Additionally, on the topic of work, with many people now working from home, a VoIP number allows you to create and enforce a healthy work/life balance. I do not have my work email on my phone, and if after-hours calls or texts ever become an issue, I can set my VoIP number to turn off after hours so that it doesn't even ring. My coworkers would have no choice in this situation but to wait for me to decide to check my messages and contact them. It should go without saying that I don't recommend this if your job actually demands that you be on call, such as an EMT or tech support, but in all other situations this can be a great way to enforce those healthy boundaries.

Getting Stared

Almost across the board, I recommend MySudo. It is available for both iOS and Android, and usable plans (meaning plans that will give you the ability to communicate with non-MySudo users, which is most people) begin at $1 USD per month, or $10 per year.
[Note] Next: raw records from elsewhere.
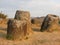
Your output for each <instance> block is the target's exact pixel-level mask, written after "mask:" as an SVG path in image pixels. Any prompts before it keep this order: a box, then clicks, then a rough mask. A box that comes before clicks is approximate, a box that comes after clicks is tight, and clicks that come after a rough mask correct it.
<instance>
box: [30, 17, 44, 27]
mask: <svg viewBox="0 0 60 45" xmlns="http://www.w3.org/2000/svg"><path fill="white" fill-rule="evenodd" d="M44 18H45V17H33V18H32V19H31V23H32V24H34V25H37V26H38V27H40V26H41V24H42V22H43V20H44Z"/></svg>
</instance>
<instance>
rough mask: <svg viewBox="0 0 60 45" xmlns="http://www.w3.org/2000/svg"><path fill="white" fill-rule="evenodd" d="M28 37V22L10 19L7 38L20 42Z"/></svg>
mask: <svg viewBox="0 0 60 45" xmlns="http://www.w3.org/2000/svg"><path fill="white" fill-rule="evenodd" d="M26 35H27V23H26V21H20V20H14V19H10V20H9V21H8V26H7V38H8V39H12V40H20V39H22V38H24V37H25V36H26Z"/></svg>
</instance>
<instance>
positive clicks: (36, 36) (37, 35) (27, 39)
mask: <svg viewBox="0 0 60 45" xmlns="http://www.w3.org/2000/svg"><path fill="white" fill-rule="evenodd" d="M5 37H6V30H0V45H60V32H57V31H55V32H35V31H34V33H33V34H32V35H31V36H30V37H29V38H28V39H25V40H20V41H12V40H6V38H5Z"/></svg>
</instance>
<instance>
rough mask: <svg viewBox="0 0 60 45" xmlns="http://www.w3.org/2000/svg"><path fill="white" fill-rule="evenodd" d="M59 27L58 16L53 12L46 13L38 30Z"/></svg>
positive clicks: (47, 29) (58, 20) (52, 28)
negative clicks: (41, 23) (46, 13)
mask: <svg viewBox="0 0 60 45" xmlns="http://www.w3.org/2000/svg"><path fill="white" fill-rule="evenodd" d="M57 29H59V17H58V16H56V15H53V14H48V15H47V16H46V17H45V19H44V21H43V23H42V26H41V30H40V31H53V30H57Z"/></svg>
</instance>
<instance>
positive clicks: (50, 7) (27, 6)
mask: <svg viewBox="0 0 60 45" xmlns="http://www.w3.org/2000/svg"><path fill="white" fill-rule="evenodd" d="M16 10H24V11H25V10H26V11H30V14H31V17H32V16H34V17H36V16H46V15H47V14H56V15H60V0H0V12H1V11H2V12H3V13H5V14H7V15H8V17H14V16H15V12H16Z"/></svg>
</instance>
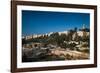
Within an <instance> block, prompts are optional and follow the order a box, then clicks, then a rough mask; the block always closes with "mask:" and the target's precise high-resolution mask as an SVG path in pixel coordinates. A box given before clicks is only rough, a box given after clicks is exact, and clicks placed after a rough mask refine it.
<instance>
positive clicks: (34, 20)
mask: <svg viewBox="0 0 100 73" xmlns="http://www.w3.org/2000/svg"><path fill="white" fill-rule="evenodd" d="M83 24H85V25H86V27H88V28H89V27H90V14H89V13H71V12H50V11H49V12H48V11H28V10H23V11H22V35H32V34H45V33H49V32H60V31H66V30H69V29H74V28H75V27H77V28H78V29H80V28H82V25H83Z"/></svg>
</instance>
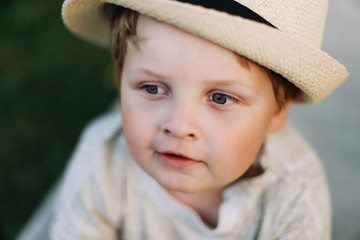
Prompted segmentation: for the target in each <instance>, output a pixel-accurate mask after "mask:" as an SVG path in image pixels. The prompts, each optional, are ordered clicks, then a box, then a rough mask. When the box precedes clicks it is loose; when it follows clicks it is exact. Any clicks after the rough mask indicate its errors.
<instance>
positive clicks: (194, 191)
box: [156, 176, 202, 193]
mask: <svg viewBox="0 0 360 240" xmlns="http://www.w3.org/2000/svg"><path fill="white" fill-rule="evenodd" d="M188 178H189V177H178V176H176V177H172V178H162V179H156V181H157V182H158V183H159V185H160V186H162V187H163V188H164V189H165V190H167V191H170V192H181V193H196V192H199V191H201V190H202V189H201V187H199V186H197V184H196V183H195V182H194V181H191V179H188Z"/></svg>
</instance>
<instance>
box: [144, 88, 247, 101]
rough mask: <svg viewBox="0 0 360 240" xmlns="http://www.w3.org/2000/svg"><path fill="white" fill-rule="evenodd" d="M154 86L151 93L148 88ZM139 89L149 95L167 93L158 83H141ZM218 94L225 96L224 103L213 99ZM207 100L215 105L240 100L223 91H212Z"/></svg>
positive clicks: (166, 93) (221, 95)
mask: <svg viewBox="0 0 360 240" xmlns="http://www.w3.org/2000/svg"><path fill="white" fill-rule="evenodd" d="M151 87H152V88H154V87H155V88H156V92H153V93H151V92H150V89H149V88H151ZM159 89H162V90H163V92H161V93H159V92H158V91H159ZM140 90H143V91H146V93H148V94H150V95H158V94H165V95H167V94H168V91H167V90H166V89H165V88H164V87H161V86H159V85H156V84H143V85H141V86H140ZM153 90H154V89H153ZM217 94H218V95H220V96H221V97H225V98H226V102H225V103H217V102H215V101H214V96H215V95H217ZM208 100H209V101H211V102H214V103H215V104H216V105H226V103H227V102H228V101H232V102H234V103H235V104H238V103H239V102H240V100H238V99H236V98H235V97H232V96H229V95H227V94H225V93H221V92H215V93H212V94H211V95H210V96H209V97H208Z"/></svg>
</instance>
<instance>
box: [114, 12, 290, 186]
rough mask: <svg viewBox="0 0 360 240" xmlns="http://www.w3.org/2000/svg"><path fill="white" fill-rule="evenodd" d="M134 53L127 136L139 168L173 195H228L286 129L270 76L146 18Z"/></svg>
mask: <svg viewBox="0 0 360 240" xmlns="http://www.w3.org/2000/svg"><path fill="white" fill-rule="evenodd" d="M127 47H128V49H127V52H126V54H125V60H124V61H123V68H122V74H121V93H120V95H121V111H122V116H123V132H124V136H125V139H126V142H127V145H128V147H129V150H130V152H131V154H132V156H133V158H134V159H135V161H137V163H138V164H139V165H140V166H141V167H142V168H143V169H144V170H145V171H146V172H148V173H149V174H150V175H151V176H152V177H153V178H154V179H156V180H157V181H158V182H159V183H160V184H161V185H162V186H163V187H165V188H166V189H167V190H170V191H181V192H201V191H219V190H221V189H222V188H224V187H225V186H227V185H229V184H231V183H232V182H234V181H236V180H237V179H239V178H240V177H241V176H242V175H243V174H244V173H245V172H246V170H247V169H248V168H249V167H250V166H251V164H252V163H253V162H254V160H255V159H256V156H257V155H258V152H259V150H260V148H261V146H262V144H263V143H264V141H265V137H266V134H267V133H268V132H274V131H278V130H279V129H280V128H281V127H282V124H283V123H284V121H285V117H286V112H287V108H286V107H283V108H282V109H281V110H279V107H278V105H277V101H276V98H275V95H274V92H273V86H272V83H271V81H270V79H269V74H268V71H267V69H265V68H264V67H261V66H260V65H258V64H256V63H254V62H252V61H248V60H246V59H243V58H241V57H239V55H237V54H235V53H234V52H232V51H230V50H228V49H226V48H223V47H221V46H219V45H216V44H214V43H212V42H210V41H208V40H205V39H203V38H200V37H198V36H195V35H193V34H190V33H187V32H185V31H183V30H180V29H178V28H175V27H173V26H171V25H168V24H166V23H163V22H159V21H157V20H154V19H152V18H149V17H147V16H145V15H140V16H139V18H138V22H137V35H136V39H134V40H133V44H129V45H128V46H127Z"/></svg>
I would recommend SudoPro or SudoMax ($5/$50 and $15/$150 respectively) for most people depending on your needs. Pro will probably suit most people, as it allows 3 phone numbers which can be used for work, personal, and other. More advanced readers may want the 9 numbers allowed by Max. If you're on a tight budget, I recommend Google Voice. This will allow you to create VoIP numbers that forward to your real number.

Tips & Tricks

Keep in mind that VoIP is not meant to replace secure messaging. Just as with a regular SIM phone call or SMS message, you should assume that anything you say or type might be recorded and be plainly visible to any employees or law enforcement. VoIP is recommended in this context purely as a way to keep your data out of people search websites and protect against relatively-unsophisticated threats like a stalker or doxxer.

In the use of MySudo, there are virtually infite ways you could configure your numbers and you should do whatever is best for your needs and situation, but just to give you some ideas, here are some of my personal uses and some other uses I've seen in the past:

  • A Signal number so I can use Signal freely without compromising my privacy
  • A work number for my career and professional purposes
  • An "important stuff" number I use for banking, medical, and other high priority things
  • A number for family and friends who don't use encrypted messaging
  • A number for rewards programs
  • A burner number that I change monthly for random phone calls, such as checking the hours of a local store
  • A number for dating
  • Selling, such as Craigslist or Etsy

The possibilities are endless and are entirely based on you and your needs.